Up until about eight years ago, scientists studying the thyroid hormone receptor believed that its intracellular traffic control essentially was a one-way street: The thyroid hormone receptor starts off in the cytoplasm and, if all goes well, it enters the nucleus and gets down to work. Then Allison’s lab showed that the protein moves two ways—both in and out of the nucleus.
“We found that the thyroid hormone receptor doesn’t just go in and stay there and bind to DNA and regulate genes like everyone had thought for decades: It shuttles between the nucleus and the cytoplasm,” Allison said. “We still don’t really understand the physiological significance of that, but it means that we started looking for mechanisms about how it gets into the nucleus—and then we discovered we also had to study how it gets out.”
The mysterious export process
Allison said that export—the mechanism or mechanisms by which the thyroid hormone receptor proteins shuttle out of the nucleus—is an almost completely unstudied process, but one that may be important to the understanding of how certain cancers and thyroid hormone disorders work.
“No one had thought about export,” she said. “They’ve looked at a mutation in the thyroid hormone receptor and said, oh, it affects hormone binding or maybe its affecting the way the receptor interacts with the gene.
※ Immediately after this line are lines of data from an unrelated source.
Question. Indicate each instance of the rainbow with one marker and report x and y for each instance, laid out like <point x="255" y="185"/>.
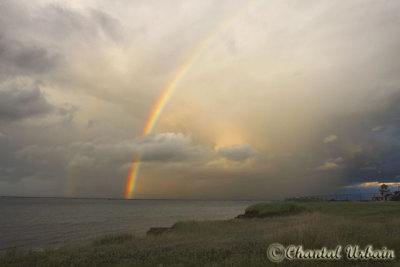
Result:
<point x="169" y="90"/>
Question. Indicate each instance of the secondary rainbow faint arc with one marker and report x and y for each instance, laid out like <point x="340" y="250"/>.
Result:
<point x="169" y="90"/>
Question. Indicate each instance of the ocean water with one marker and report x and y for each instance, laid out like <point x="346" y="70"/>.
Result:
<point x="38" y="223"/>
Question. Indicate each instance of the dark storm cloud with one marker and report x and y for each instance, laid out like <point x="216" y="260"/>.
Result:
<point x="20" y="100"/>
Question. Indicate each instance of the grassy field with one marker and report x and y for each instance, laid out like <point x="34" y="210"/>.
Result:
<point x="240" y="242"/>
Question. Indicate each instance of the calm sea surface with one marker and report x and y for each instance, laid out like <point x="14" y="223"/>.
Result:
<point x="36" y="223"/>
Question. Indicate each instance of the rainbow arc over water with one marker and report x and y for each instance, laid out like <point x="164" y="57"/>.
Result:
<point x="169" y="89"/>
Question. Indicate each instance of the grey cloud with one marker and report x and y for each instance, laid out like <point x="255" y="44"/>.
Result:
<point x="22" y="99"/>
<point x="20" y="58"/>
<point x="237" y="152"/>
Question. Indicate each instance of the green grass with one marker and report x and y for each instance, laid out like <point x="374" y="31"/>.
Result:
<point x="239" y="242"/>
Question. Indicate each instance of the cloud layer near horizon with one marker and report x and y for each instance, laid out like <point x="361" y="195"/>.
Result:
<point x="290" y="98"/>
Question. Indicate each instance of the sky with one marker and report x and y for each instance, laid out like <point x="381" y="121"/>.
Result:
<point x="280" y="99"/>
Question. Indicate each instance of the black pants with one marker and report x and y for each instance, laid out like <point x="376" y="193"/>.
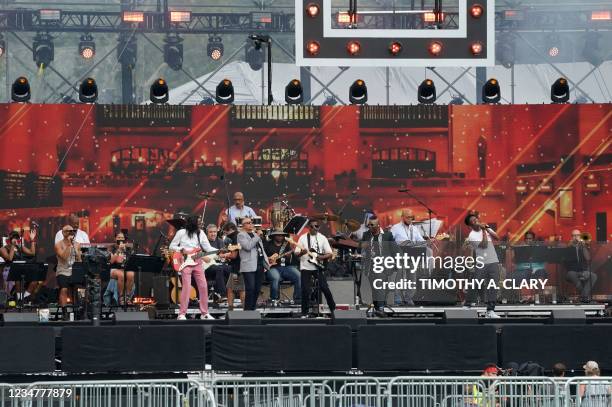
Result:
<point x="221" y="273"/>
<point x="252" y="287"/>
<point x="307" y="287"/>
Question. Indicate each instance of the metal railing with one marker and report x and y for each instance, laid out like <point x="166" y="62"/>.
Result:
<point x="340" y="391"/>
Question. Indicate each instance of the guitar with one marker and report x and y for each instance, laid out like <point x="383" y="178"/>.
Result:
<point x="180" y="260"/>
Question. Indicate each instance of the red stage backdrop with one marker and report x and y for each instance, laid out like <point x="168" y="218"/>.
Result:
<point x="545" y="168"/>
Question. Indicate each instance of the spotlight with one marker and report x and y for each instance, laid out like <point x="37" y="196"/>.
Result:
<point x="559" y="91"/>
<point x="353" y="48"/>
<point x="87" y="46"/>
<point x="313" y="48"/>
<point x="88" y="91"/>
<point x="255" y="55"/>
<point x="476" y="11"/>
<point x="294" y="93"/>
<point x="427" y="92"/>
<point x="358" y="93"/>
<point x="159" y="91"/>
<point x="225" y="92"/>
<point x="435" y="48"/>
<point x="491" y="92"/>
<point x="312" y="10"/>
<point x="173" y="52"/>
<point x="395" y="48"/>
<point x="20" y="91"/>
<point x="43" y="51"/>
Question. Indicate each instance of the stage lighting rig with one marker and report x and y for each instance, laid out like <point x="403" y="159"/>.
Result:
<point x="294" y="92"/>
<point x="88" y="91"/>
<point x="20" y="91"/>
<point x="87" y="46"/>
<point x="225" y="92"/>
<point x="215" y="48"/>
<point x="427" y="92"/>
<point x="358" y="93"/>
<point x="43" y="51"/>
<point x="159" y="92"/>
<point x="559" y="91"/>
<point x="173" y="52"/>
<point x="491" y="92"/>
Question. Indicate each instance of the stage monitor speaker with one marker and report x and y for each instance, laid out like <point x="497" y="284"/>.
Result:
<point x="352" y="318"/>
<point x="20" y="318"/>
<point x="131" y="316"/>
<point x="568" y="316"/>
<point x="460" y="316"/>
<point x="243" y="318"/>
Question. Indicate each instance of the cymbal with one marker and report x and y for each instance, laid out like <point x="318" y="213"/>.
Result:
<point x="326" y="216"/>
<point x="352" y="225"/>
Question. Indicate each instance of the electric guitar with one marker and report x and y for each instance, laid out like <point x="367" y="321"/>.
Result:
<point x="180" y="260"/>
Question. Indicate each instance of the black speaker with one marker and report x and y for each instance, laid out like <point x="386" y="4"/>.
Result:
<point x="568" y="316"/>
<point x="243" y="318"/>
<point x="352" y="318"/>
<point x="21" y="318"/>
<point x="460" y="316"/>
<point x="131" y="316"/>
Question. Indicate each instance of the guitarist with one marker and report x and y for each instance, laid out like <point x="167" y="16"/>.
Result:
<point x="280" y="253"/>
<point x="187" y="240"/>
<point x="317" y="243"/>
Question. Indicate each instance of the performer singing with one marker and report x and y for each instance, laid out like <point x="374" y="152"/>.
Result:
<point x="480" y="240"/>
<point x="118" y="258"/>
<point x="253" y="261"/>
<point x="189" y="239"/>
<point x="578" y="272"/>
<point x="237" y="210"/>
<point x="68" y="251"/>
<point x="315" y="242"/>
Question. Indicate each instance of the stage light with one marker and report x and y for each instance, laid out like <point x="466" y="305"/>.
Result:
<point x="294" y="93"/>
<point x="159" y="92"/>
<point x="180" y="16"/>
<point x="20" y="91"/>
<point x="215" y="48"/>
<point x="353" y="48"/>
<point x="476" y="48"/>
<point x="173" y="52"/>
<point x="132" y="17"/>
<point x="491" y="92"/>
<point x="358" y="93"/>
<point x="427" y="92"/>
<point x="313" y="47"/>
<point x="312" y="10"/>
<point x="435" y="48"/>
<point x="255" y="55"/>
<point x="43" y="51"/>
<point x="559" y="91"/>
<point x="87" y="46"/>
<point x="225" y="92"/>
<point x="88" y="91"/>
<point x="395" y="48"/>
<point x="476" y="11"/>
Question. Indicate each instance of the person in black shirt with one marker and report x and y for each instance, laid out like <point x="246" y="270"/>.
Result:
<point x="280" y="254"/>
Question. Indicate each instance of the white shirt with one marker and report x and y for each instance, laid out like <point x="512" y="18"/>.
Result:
<point x="489" y="254"/>
<point x="80" y="237"/>
<point x="318" y="242"/>
<point x="182" y="240"/>
<point x="402" y="232"/>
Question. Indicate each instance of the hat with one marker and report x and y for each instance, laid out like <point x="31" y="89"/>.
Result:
<point x="278" y="232"/>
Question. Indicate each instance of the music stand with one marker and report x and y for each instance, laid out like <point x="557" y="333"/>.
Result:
<point x="22" y="272"/>
<point x="140" y="263"/>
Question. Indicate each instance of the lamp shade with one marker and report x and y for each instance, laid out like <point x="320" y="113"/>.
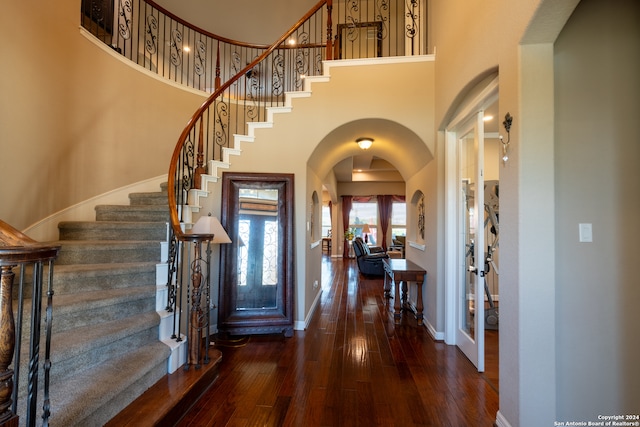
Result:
<point x="211" y="225"/>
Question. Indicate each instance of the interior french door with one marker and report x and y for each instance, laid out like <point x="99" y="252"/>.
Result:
<point x="470" y="248"/>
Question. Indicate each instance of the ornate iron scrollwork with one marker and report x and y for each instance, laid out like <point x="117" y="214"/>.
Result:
<point x="411" y="31"/>
<point x="199" y="65"/>
<point x="176" y="47"/>
<point x="277" y="81"/>
<point x="382" y="6"/>
<point x="151" y="35"/>
<point x="221" y="115"/>
<point x="124" y="18"/>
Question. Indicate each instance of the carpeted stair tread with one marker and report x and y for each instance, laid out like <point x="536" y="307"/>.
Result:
<point x="107" y="251"/>
<point x="87" y="346"/>
<point x="90" y="308"/>
<point x="113" y="230"/>
<point x="99" y="306"/>
<point x="150" y="198"/>
<point x="73" y="278"/>
<point x="132" y="213"/>
<point x="68" y="344"/>
<point x="92" y="397"/>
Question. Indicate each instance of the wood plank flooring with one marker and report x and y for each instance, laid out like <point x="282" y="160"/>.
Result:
<point x="352" y="367"/>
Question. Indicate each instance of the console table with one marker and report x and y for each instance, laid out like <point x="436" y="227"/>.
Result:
<point x="400" y="272"/>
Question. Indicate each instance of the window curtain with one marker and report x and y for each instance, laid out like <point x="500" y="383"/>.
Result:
<point x="331" y="219"/>
<point x="346" y="210"/>
<point x="385" y="204"/>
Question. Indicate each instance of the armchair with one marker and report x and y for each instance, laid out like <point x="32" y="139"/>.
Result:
<point x="369" y="263"/>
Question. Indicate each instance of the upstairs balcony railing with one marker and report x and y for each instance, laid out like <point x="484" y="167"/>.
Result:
<point x="165" y="44"/>
<point x="245" y="80"/>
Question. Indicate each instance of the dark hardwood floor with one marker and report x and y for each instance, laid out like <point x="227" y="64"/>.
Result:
<point x="352" y="366"/>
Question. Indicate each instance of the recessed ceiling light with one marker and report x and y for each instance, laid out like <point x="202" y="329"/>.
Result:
<point x="365" y="143"/>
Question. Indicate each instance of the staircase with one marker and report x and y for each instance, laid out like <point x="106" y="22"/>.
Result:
<point x="106" y="347"/>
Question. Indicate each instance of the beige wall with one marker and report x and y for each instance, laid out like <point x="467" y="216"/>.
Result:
<point x="241" y="20"/>
<point x="597" y="169"/>
<point x="567" y="334"/>
<point x="74" y="122"/>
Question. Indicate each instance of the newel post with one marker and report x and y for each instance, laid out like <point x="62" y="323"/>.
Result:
<point x="7" y="343"/>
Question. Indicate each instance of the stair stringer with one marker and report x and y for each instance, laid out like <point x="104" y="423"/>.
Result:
<point x="178" y="349"/>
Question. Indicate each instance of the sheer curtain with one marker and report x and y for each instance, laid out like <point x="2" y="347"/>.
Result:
<point x="385" y="203"/>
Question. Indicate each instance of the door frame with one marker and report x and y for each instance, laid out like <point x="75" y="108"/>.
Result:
<point x="453" y="131"/>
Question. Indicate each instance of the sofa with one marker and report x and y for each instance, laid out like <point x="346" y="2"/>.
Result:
<point x="369" y="259"/>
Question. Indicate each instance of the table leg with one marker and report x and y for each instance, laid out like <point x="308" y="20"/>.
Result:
<point x="397" y="308"/>
<point x="419" y="304"/>
<point x="405" y="299"/>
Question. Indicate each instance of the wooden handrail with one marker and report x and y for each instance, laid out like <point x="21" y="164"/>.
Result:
<point x="203" y="31"/>
<point x="16" y="249"/>
<point x="173" y="207"/>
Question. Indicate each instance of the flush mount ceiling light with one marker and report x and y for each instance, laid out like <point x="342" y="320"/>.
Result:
<point x="365" y="143"/>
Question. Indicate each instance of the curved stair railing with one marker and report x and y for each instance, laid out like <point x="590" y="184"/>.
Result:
<point x="33" y="260"/>
<point x="248" y="83"/>
<point x="161" y="42"/>
<point x="210" y="136"/>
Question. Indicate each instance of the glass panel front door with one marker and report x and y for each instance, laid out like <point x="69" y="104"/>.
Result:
<point x="470" y="306"/>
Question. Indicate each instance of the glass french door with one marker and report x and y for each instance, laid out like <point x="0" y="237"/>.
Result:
<point x="470" y="266"/>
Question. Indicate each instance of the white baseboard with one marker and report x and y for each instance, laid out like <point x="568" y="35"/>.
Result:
<point x="46" y="230"/>
<point x="300" y="325"/>
<point x="501" y="421"/>
<point x="438" y="336"/>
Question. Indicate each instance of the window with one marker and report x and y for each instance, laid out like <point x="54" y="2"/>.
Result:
<point x="365" y="213"/>
<point x="398" y="219"/>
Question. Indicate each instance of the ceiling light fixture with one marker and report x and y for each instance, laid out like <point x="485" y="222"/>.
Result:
<point x="365" y="143"/>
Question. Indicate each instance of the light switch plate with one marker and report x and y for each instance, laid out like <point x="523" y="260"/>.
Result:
<point x="585" y="232"/>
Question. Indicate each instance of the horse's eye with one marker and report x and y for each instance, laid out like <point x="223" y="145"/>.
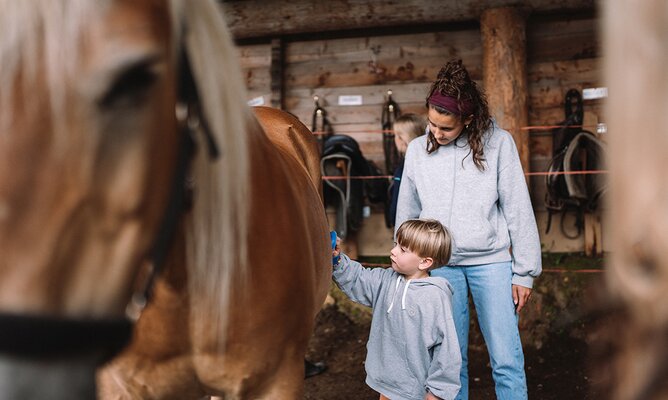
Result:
<point x="130" y="86"/>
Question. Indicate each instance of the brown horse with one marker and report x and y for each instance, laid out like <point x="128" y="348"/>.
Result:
<point x="271" y="313"/>
<point x="89" y="143"/>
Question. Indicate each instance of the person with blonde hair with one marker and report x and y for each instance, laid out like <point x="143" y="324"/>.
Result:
<point x="413" y="352"/>
<point x="466" y="173"/>
<point x="406" y="128"/>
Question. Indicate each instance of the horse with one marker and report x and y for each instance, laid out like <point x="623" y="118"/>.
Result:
<point x="94" y="127"/>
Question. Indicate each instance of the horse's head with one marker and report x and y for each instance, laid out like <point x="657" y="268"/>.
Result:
<point x="88" y="143"/>
<point x="87" y="146"/>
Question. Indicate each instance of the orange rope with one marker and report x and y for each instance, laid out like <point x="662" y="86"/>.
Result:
<point x="340" y="178"/>
<point x="549" y="127"/>
<point x="591" y="172"/>
<point x="554" y="270"/>
<point x="524" y="128"/>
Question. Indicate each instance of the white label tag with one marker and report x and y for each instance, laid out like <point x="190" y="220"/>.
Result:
<point x="594" y="93"/>
<point x="366" y="211"/>
<point x="350" y="100"/>
<point x="258" y="101"/>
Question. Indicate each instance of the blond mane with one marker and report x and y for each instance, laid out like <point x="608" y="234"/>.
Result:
<point x="43" y="37"/>
<point x="218" y="226"/>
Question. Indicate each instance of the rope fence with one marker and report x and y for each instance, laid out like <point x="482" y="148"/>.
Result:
<point x="548" y="270"/>
<point x="589" y="172"/>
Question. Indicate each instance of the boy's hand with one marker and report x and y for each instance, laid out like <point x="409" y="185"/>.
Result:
<point x="337" y="249"/>
<point x="430" y="396"/>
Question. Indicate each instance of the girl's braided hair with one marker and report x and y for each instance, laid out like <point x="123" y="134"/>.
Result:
<point x="453" y="80"/>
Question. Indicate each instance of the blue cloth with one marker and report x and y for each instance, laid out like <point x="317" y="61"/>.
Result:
<point x="491" y="290"/>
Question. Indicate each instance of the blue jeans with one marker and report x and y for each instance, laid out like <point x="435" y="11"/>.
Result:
<point x="491" y="289"/>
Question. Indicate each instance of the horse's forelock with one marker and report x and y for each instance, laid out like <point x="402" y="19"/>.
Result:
<point x="40" y="37"/>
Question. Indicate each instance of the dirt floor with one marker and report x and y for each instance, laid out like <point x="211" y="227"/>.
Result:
<point x="556" y="370"/>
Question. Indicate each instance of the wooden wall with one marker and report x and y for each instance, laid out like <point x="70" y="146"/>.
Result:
<point x="562" y="53"/>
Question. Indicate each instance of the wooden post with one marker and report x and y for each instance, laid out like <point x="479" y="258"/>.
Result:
<point x="277" y="67"/>
<point x="504" y="70"/>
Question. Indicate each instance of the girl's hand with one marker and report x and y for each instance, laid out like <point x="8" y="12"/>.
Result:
<point x="521" y="296"/>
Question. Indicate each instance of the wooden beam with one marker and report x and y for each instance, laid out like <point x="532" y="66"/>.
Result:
<point x="277" y="74"/>
<point x="270" y="18"/>
<point x="504" y="69"/>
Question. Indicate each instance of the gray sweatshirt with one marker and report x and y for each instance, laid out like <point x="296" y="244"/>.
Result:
<point x="485" y="211"/>
<point x="412" y="344"/>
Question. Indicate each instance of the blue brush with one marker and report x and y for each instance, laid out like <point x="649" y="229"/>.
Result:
<point x="332" y="235"/>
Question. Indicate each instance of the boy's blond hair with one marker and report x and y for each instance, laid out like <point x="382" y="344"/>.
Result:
<point x="409" y="126"/>
<point x="426" y="238"/>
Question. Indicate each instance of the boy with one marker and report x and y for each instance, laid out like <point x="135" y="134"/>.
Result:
<point x="413" y="352"/>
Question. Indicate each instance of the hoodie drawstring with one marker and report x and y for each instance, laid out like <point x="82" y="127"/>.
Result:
<point x="403" y="298"/>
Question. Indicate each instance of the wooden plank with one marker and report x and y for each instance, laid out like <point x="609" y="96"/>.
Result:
<point x="504" y="69"/>
<point x="550" y="39"/>
<point x="255" y="56"/>
<point x="277" y="71"/>
<point x="263" y="18"/>
<point x="549" y="82"/>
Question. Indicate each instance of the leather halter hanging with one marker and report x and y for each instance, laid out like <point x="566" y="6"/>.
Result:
<point x="391" y="112"/>
<point x="43" y="336"/>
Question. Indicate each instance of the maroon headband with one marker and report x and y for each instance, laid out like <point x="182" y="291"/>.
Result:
<point x="461" y="107"/>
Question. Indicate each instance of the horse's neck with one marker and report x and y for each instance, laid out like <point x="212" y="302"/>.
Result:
<point x="47" y="379"/>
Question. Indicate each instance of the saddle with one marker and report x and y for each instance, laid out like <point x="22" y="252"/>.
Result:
<point x="574" y="150"/>
<point x="342" y="157"/>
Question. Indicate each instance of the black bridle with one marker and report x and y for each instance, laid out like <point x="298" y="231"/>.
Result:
<point x="44" y="336"/>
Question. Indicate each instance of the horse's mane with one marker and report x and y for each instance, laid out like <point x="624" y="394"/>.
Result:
<point x="218" y="225"/>
<point x="43" y="37"/>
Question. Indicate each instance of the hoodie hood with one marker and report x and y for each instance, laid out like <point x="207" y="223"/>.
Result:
<point x="416" y="284"/>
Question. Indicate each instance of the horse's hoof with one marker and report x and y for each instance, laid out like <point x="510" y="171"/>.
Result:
<point x="313" y="369"/>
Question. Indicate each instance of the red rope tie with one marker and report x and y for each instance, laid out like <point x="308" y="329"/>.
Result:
<point x="591" y="172"/>
<point x="339" y="178"/>
<point x="551" y="270"/>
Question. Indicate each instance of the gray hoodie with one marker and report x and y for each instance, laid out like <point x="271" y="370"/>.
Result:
<point x="413" y="344"/>
<point x="485" y="211"/>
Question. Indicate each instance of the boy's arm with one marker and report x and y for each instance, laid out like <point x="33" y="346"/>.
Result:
<point x="360" y="284"/>
<point x="443" y="377"/>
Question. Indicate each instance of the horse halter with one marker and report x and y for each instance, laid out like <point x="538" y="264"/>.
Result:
<point x="49" y="337"/>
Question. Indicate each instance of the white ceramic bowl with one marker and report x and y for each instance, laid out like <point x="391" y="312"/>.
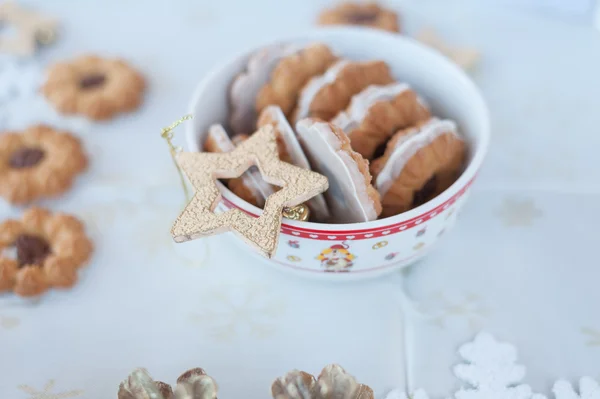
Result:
<point x="384" y="245"/>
But some mutations are in regions of the cell that we’re pretty sure have to do with nuclear export. So maybe part of the defect in these cancer cells or other diseases has to do with misregulation of traffic control.”
Allison’s work has revealed a number of insights into the mechanisms used by the thyroid hormone receptor, notably an understanding that its traffic patterns are immensely more complex than she had thought. What scientists had believed to be a simple, one-way protein path has, after years of investigation, come to resemble the molecular version of a freeway interchange. Not only does the receptor move both in and out of the nucleus, but now evidence suggests that it has a number of biochemical routes to choose from.
“We thought that one nuclear localization sequence would be sufficient to bring it into the nucleus. Well, it seems to have two. Why does it have two? We’re trying to figure that out. It also appears that it might have as many as three export sequences,” Allison said. “The thyroid hormone receptor just seems to do everything in its own complicated way.”
Allison’s lab is beginning to take a closer look at the receptor’s traffic patterns, mapping out in detail each biochemical turn, twist and lane change. Manohara Mavinakere, a post-doctoral researcher in the lab, has begun what Allison calls a “very systematic dissection” of the different export sequences. He’ll be examining the various amino acids involved, working to define the minimal sequence—the shortest possible biochemical signal for the thyroid hormone receptor to follow its route.
“It’s a painstaking process and, as you can imagine, if you start altering sequences within a protein, you could potentially alter the three-dimensional structure or alter some other function,” Allison said. “You have to do very careful tests to be sure that what you’re doing is strictly related to export and not interfering with other things. It’s like solving a puzzle.”